The first parameter - cell volume - is measured using the Culter principle based on the assessment of resistance when a cell passes through an aperture at constant current. The magnitude and density of the cell nucleus, as well as its internal composition, is determined by measuring its electrical conductivity in alternating current of high frequency. Scattering of laser light from different angles provides information on the structure of the cell surface, the granularity of the cytoplasm, and the morphology of the cell nucleus.
The data obtained through three channels are combined and analyzed. As a result, the cells are distributed into clusters, including a division according to the degree of maturity of red blood cells and white blood cells (neutrophils). Based on the obtained measurements of these three dimensions, many hematological parameters are determined - up to 30 for diagnostic purposes, more than 20 for research purposes and more than one hundred specific calculated parameters for highly specialized cytological studies. Data is visualized in 2D and 3D formats. The laboratory assistant working with the BackmanCoulter hematology analyzer sees the results of the analysis on the monitor in approximately the following form:
And then it makes a decision - whether they need to be verified or not.
Needless to say, the information content and accuracy of modern automatic analysis are many times higher than manual? The productivity of machines of this class is about hundreds of samples per hour when analyzing thousands of cells in a sample. Recall that under a smear microscopy, the doctor analyzed only 100 cells!

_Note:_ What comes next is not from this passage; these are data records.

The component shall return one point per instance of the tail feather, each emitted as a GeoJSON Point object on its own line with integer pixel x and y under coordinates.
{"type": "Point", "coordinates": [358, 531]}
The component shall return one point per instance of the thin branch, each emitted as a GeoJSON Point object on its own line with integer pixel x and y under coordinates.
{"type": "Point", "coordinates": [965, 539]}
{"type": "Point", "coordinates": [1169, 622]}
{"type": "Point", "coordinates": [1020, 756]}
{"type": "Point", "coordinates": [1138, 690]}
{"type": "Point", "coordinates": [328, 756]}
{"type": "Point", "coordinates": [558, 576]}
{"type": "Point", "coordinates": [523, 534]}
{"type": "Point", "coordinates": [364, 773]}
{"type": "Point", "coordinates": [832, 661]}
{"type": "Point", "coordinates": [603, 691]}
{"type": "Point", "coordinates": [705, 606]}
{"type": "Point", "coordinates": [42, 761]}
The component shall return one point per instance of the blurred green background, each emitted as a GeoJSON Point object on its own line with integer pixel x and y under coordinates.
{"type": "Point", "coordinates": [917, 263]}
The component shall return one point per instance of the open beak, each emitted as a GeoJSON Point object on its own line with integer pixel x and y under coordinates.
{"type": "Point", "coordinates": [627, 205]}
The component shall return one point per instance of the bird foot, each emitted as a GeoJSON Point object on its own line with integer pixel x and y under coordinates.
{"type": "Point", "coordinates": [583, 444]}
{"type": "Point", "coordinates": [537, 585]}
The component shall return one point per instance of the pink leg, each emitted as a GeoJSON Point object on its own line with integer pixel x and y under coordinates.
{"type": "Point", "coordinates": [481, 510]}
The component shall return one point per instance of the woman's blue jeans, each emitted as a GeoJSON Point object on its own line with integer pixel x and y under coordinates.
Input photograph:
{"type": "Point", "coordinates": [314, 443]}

However, despite these impressive results, it is precisely microscopy that still remains the “gold standard” of diagnosis. In particular, when the apparatus reveals pathological cell morphology, the sample is analyzed manually under a microscope. When examining patients with hematological diseases, microscopy of a stained blood smear is carried out only manually by an experienced hematologist. That is how, manually, in addition to automatic cell counting, the leukocyte formula is evaluated in all children's blood tests for orders made using the online laboratory service LAB4U.RU.
Instead of a resume
Technologies of automated hematological analysis continue to develop rapidly. Essentially, they have already replaced microscopy when performing routine prophylactic analyzes, leaving it for particularly significant situations. We have in mind children's analyzes, analyzes of people with confirmed diseases, especially hematological ones. However, in the foreseeable future and in this area of laboratory diagnostics, doctors will receive devices that can independently perform morphological analysis of cells using neural networks. Reducing the burden on doctors, they will at the same time increase the requirements for their qualifications, since only atypical and pathological conditions of cells will remain in the decision-making area by a person.
The number of informative parameters of a blood test, which has increased many times over, raises the requirements for professional qualifications and for a clinician who needs to analyze combinations of parameter mass values for diagnostic purposes. To the aid of doctors of this front are expert systems that, using the data of the analyzer, provide recommendations for further examination of the patient and issue a possible diagnosis. Such systems are already on the laboratory market. But this is the topic of a separate article.